Few people know that I've signed up to do Let's Climb a Mountain as a solo runner. So now you know. (I wanted to do the Centennial Trail Run last March but I was fully recovered from my hernia repair.) Three years ago I did my first and only marathon and I said I wasn't doing another because it was just too painful. So while technically I'm not doing a marathon--an ultra run is anything over a marathon--the question is, "Why?"
Short answer: I'm insane.
Since I run more comfortably for longer distances I thought I'd try an ultra and see if I enjoy it or not. I'm not racing anyone and I'm not trying to beat my last effort or finish in a specific time. The only time I'm concerned with is when the course closes. I'd like to cross the finish before that. Basically I'm running for the fun of running 34.3 miles, the last eight or so up a mountain.
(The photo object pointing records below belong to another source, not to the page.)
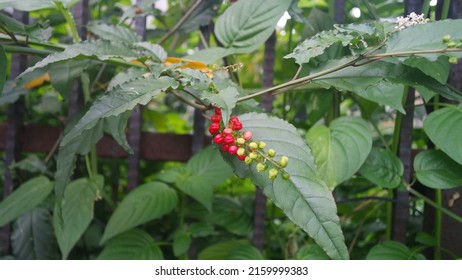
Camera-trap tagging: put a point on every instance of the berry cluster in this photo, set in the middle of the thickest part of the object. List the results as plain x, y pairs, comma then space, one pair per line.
236, 142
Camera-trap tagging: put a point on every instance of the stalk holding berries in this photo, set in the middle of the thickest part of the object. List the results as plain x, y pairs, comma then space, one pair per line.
236, 142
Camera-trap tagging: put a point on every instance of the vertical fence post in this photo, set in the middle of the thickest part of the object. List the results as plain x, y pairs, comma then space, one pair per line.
15, 114
258, 236
134, 123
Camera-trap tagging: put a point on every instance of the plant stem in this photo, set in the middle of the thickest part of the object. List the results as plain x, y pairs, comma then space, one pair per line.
69, 19
438, 223
436, 206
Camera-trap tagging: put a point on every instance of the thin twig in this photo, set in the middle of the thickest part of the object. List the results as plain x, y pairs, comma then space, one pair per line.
180, 22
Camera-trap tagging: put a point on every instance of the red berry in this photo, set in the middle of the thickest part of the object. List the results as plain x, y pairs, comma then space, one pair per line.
227, 131
233, 149
247, 135
225, 147
237, 126
213, 128
216, 118
229, 139
218, 139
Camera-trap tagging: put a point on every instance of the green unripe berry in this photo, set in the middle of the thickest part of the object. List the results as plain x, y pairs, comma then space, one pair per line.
452, 44
283, 161
240, 151
261, 167
273, 173
248, 160
262, 145
446, 38
453, 60
253, 145
253, 155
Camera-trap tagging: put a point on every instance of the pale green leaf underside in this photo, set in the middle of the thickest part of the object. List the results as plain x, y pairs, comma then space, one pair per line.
245, 25
444, 128
305, 198
436, 170
340, 150
132, 245
383, 168
145, 203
Yeah. A first class ticket to the asylum.
I fueled up with three chocolate cupcakes (no frosting--thank you, Steph), two bananas and some water. I loaded my pack with GU Chomps and two sports drink bottles with chia seeds soaking inside. After hearing some thunder I checked the weather radar. It showed a birdshot pattern of small storms with very few of them south of town. Most were on or north of Spokane. I grabbed my rain jacket just in case.
Josh was kind enough to get up and drive me out to Mount Spokane Parkway and Forker Road. (Thank you, Josh.) I decided to run part of the route backwards to work. I took two hours off this morning to give myself plenty of time to run, clean up and eat. Mt Spokane Parkway and Peone are very lightly traveled at 5:30 in the morning. It was serene until I got to Bruce Road where the traffic picked up. Taking Market south to Freya was okay.
There was more traffic and the road shoulders are rough and strewn with rocks. Freya from Francis to Esmeralda Golf Course is one of the the worst places I've ever run. There is no shoulder, lots of gravel and rock intersections, and since it's mostly an industrial area, lots of big trucks. The run's site does warn you about that, but I don't think they convey just how atrocious it is. It's a harsh contrast to Upriver Drive and the Centennial Trail. Those last four miles were smooth.
View 19-mile Run to work in a larger map
I was fortunate to dodge all the bad weather. Lightning flashed and thunder boomed off in the distance to either my left or right but the storms never hit me directly. I did get a little bit of rain, but it was always light. The worst I caught was a 20-second hailstorm while coming down Freya. I stopped every 45-60 minutes to eat a package of chomps and drink chia seeds. Keeping up my energy wasn't a problem. But I do need to drink more water while I'm running.
Kathy asked me what my plan was for the run. It's pretty simple. Start off slow. Back it off a little. Drink, eat and drink. Relax and have fun.